The storm pelted the city with quarter-sized hail just after midnight and included winds of 50 to 70 miles mph, said Hector Guerrero, a meteorologist with the National Weather Service in San Angelo.
The National Weather Service received reports of cars and a tractor trailer flipped over. At least one building downtown was damaged and power lines were down in some areas, Guerrero said.
Shortly after, the storm system moved out of the area, Guerrero said.
Roof shingles littered one parking lot and glass from a building's shattered window was on the ground after the storm passed.
Hours earlier, two apparent tornados also moved through another section of West Texas, sending three people to a hospital, destroying hangars and other buildings at a town's airport and knocking out power.

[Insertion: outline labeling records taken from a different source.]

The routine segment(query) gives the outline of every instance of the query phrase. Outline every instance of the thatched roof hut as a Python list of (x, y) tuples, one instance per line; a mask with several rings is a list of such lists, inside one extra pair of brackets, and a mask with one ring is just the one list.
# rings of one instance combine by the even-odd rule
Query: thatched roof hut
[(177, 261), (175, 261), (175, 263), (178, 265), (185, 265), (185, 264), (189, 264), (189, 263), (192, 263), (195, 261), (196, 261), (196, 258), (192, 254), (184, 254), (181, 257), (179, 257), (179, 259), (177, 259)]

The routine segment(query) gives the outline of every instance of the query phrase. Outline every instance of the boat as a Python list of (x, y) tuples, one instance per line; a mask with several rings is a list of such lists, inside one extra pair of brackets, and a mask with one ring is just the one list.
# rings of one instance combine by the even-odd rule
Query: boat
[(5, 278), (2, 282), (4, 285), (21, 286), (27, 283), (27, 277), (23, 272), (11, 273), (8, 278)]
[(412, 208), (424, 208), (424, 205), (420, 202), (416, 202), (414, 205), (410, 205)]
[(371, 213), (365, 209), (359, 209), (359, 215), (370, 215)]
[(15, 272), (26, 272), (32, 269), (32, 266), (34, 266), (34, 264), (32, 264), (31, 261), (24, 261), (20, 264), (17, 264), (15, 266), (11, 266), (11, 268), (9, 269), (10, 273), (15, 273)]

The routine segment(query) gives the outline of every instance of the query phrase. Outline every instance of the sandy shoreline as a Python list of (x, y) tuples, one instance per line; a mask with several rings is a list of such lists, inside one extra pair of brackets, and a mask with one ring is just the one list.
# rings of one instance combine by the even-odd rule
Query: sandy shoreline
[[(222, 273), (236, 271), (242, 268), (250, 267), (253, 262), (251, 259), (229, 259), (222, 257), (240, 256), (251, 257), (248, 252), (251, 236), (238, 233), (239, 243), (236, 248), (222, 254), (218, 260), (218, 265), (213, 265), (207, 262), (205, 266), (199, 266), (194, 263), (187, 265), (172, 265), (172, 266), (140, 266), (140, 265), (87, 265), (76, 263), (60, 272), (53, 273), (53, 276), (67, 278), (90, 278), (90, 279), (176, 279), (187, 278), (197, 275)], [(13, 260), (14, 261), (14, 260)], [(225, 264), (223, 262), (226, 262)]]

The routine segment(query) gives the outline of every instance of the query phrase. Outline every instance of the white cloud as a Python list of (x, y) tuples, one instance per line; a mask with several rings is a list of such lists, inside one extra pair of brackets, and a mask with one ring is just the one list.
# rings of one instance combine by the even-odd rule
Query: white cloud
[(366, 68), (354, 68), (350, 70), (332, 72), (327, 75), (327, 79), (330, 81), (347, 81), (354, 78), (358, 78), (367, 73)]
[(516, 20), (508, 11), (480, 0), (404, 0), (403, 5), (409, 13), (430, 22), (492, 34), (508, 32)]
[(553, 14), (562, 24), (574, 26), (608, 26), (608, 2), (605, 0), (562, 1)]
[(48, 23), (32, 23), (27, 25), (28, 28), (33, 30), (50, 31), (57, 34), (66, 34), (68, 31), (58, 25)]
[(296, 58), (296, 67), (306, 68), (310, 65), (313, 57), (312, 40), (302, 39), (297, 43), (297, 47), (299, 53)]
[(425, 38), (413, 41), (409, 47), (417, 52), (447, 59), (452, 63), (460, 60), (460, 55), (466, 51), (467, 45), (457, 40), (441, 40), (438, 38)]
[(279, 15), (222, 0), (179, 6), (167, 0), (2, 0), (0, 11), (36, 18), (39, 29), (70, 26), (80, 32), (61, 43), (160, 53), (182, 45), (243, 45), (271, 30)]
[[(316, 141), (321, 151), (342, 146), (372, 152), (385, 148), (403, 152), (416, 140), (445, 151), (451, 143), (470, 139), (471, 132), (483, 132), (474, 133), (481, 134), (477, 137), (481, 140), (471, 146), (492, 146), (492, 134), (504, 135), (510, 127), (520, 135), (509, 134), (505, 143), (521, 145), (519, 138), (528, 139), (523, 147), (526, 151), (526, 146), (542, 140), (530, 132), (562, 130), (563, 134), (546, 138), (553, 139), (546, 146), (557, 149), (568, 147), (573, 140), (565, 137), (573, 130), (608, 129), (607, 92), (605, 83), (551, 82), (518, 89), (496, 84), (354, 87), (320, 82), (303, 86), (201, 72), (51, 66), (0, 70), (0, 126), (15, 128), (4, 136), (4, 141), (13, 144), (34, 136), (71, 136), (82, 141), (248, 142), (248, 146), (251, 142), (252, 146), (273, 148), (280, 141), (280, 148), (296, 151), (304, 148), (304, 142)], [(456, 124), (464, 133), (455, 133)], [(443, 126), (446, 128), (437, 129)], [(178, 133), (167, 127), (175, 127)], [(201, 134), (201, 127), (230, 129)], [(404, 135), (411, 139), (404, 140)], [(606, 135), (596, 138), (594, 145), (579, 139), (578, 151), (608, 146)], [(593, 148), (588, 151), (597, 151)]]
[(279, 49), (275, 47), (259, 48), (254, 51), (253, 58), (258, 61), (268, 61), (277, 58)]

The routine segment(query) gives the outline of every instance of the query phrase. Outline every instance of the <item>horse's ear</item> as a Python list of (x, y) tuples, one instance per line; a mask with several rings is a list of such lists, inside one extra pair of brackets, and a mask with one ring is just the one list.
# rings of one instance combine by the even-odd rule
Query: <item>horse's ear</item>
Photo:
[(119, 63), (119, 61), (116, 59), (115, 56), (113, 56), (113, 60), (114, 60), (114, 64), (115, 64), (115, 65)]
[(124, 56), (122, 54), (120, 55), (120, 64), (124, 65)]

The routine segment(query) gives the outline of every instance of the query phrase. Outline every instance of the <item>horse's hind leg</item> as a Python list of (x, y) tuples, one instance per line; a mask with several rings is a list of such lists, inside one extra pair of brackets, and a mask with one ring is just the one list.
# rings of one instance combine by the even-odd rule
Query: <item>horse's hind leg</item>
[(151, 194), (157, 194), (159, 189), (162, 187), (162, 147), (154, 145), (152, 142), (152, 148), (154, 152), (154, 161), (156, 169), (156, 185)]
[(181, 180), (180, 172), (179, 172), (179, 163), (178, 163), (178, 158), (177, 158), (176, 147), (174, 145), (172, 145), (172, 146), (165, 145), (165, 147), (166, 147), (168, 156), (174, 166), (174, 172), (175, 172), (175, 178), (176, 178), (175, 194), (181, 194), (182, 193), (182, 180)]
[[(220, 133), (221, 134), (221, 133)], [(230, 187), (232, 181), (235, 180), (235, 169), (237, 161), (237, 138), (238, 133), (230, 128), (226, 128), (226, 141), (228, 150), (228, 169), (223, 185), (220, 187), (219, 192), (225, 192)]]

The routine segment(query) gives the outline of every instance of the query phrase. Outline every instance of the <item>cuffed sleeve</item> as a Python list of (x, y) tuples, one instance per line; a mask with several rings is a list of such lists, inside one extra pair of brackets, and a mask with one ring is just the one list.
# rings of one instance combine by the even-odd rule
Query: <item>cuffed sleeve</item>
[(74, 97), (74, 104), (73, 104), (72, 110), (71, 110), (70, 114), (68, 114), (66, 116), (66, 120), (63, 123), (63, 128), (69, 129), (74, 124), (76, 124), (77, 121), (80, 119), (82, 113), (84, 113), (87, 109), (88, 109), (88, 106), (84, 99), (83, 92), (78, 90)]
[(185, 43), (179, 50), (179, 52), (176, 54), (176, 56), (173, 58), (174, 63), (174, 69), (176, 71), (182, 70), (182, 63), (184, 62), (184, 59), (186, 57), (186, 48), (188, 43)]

National Weather Service staff planned to survey the areas later Thursday to confirm if tornados touched down.
Police in the Stephens County city of Breckenridge said they have reports of a few minor injuries, but didn't have a full count by Wednesday night. Robbie Dewberry, administrator at Stephens Memorial Hospital, said the three were being treated in the hospital emergency room.
The hospital was on emergency backup power. No damage was reported at the facility, Dewberry said.

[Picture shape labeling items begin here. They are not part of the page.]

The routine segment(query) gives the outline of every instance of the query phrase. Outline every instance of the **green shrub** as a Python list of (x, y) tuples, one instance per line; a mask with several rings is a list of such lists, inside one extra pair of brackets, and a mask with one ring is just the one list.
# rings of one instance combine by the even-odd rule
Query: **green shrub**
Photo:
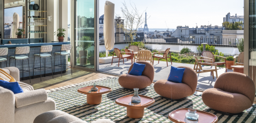
[(181, 62), (182, 63), (189, 63), (189, 59), (186, 59), (186, 58), (183, 58), (183, 59), (181, 59)]
[(234, 61), (234, 57), (233, 56), (228, 56), (226, 59), (227, 61)]
[(239, 52), (243, 52), (243, 39), (239, 39), (239, 43), (237, 44), (237, 48), (238, 48)]
[[(218, 50), (216, 50), (213, 54), (216, 56), (224, 56), (224, 54), (222, 52), (218, 52)], [(224, 61), (224, 59), (220, 57), (215, 57), (215, 62), (221, 62), (221, 61)]]
[(188, 53), (188, 52), (191, 52), (191, 51), (190, 50), (189, 48), (184, 47), (183, 49), (181, 49), (181, 54), (185, 54), (185, 53)]
[[(203, 51), (203, 45), (201, 44), (201, 46), (198, 46), (197, 49), (199, 52), (202, 52)], [(215, 47), (213, 46), (210, 46), (209, 44), (206, 44), (205, 46), (205, 50), (210, 51), (211, 52), (216, 52)]]

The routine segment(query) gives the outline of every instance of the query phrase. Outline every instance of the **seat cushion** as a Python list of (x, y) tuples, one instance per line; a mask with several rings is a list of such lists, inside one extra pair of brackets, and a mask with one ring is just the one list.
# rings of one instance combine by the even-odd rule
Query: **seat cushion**
[(202, 99), (205, 104), (211, 109), (232, 114), (243, 112), (252, 105), (251, 101), (245, 96), (215, 88), (205, 91)]
[(28, 56), (26, 56), (24, 55), (11, 56), (10, 58), (22, 60), (28, 59)]
[(154, 89), (160, 96), (173, 99), (180, 99), (193, 94), (191, 88), (187, 84), (164, 79), (157, 81), (154, 85)]
[(0, 62), (5, 61), (6, 60), (7, 60), (7, 59), (5, 58), (5, 57), (0, 57)]
[(55, 54), (58, 54), (58, 55), (68, 55), (70, 53), (68, 52), (65, 52), (65, 51), (62, 51), (61, 52), (54, 52)]
[(144, 89), (150, 86), (152, 82), (147, 76), (137, 76), (126, 74), (119, 77), (119, 82), (122, 87), (131, 89), (134, 88)]
[(43, 54), (35, 54), (34, 56), (38, 56), (38, 57), (48, 57), (51, 56), (51, 54), (46, 54), (46, 53), (43, 53)]

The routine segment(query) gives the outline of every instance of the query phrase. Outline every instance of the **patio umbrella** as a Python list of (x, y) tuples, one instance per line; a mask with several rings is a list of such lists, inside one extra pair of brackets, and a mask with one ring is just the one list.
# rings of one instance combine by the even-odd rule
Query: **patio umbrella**
[(14, 12), (13, 14), (13, 26), (11, 26), (11, 38), (17, 38), (17, 36), (15, 34), (15, 33), (17, 32), (17, 30), (19, 28), (19, 14), (17, 14), (16, 12)]
[(108, 50), (114, 48), (115, 44), (115, 26), (114, 26), (115, 4), (107, 1), (104, 8), (104, 34), (105, 47), (106, 47), (106, 57), (108, 57)]

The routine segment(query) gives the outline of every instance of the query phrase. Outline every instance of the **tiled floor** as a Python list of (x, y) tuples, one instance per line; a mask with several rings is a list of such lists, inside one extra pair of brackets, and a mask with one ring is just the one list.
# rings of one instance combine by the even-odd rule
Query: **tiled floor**
[[(155, 61), (154, 64), (155, 69), (154, 81), (161, 79), (167, 79), (169, 74), (170, 73), (171, 62), (168, 62), (168, 67), (166, 66), (166, 62), (160, 61), (159, 64), (157, 63), (157, 61)], [(125, 60), (124, 64), (122, 62), (120, 62), (119, 67), (118, 67), (118, 62), (113, 63), (113, 65), (111, 65), (111, 63), (100, 64), (100, 71), (115, 74), (116, 75), (127, 74), (131, 64), (131, 61), (126, 61)], [(173, 66), (187, 66), (193, 69), (194, 67), (194, 64), (173, 62)], [(210, 67), (210, 66), (203, 67), (203, 68), (206, 67)], [(219, 69), (219, 70), (218, 70), (218, 76), (220, 76), (225, 72), (225, 68), (218, 67), (217, 67), (217, 68)], [(228, 69), (228, 72), (233, 72), (233, 70)], [(213, 79), (213, 77), (210, 76), (210, 72), (205, 72), (198, 74), (198, 89), (203, 91), (208, 88), (213, 88), (216, 81), (215, 73), (215, 79)]]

Power lines were down and at least five homes were destroyed in Breckenridge, police said.
Crews with Oncor Electric Delivery were surveying the extent of the damage. Transmission feeds going into the city sustained extensive damage, leaving an estimated 3,500 customers without power, said Oncor spokesman Neal Blanton.
Dallas-Fort Worth television KTVT showed aerial footage of damage at the small airport in the town about 100 miles west of Fort Worth. A twin-engine plane sat amid the crumpled sheet metal that had been a hangar.
A tractor-trailer, trees and utility poles also were blown over near Breckenridge in the Wednesday spring storm system that apparently produced a few tornadoes as it moved across West and North Texas, weather officials said. Several outbuildings and roofs also were ripped off, but officials could not immediately confirm that any of the damage was caused by a tornado, said Jessica Schultz of the National Weather Service in Fort Worth.
Another tornado apparently touched down in Palo Pinto County between Graford and Oran, said Jennifer Dunn, a National Weather Service meteorologist. Officials reported roofs were blown off a few homes and trees were down in Oran.
The storm moved north of the Dallas-Fort Worth area Wednesday night.
But the possibility of another set of strong thunderstorms bringing damaging winds and hail lingered for parts of North Texas on Thursday, Dunn said.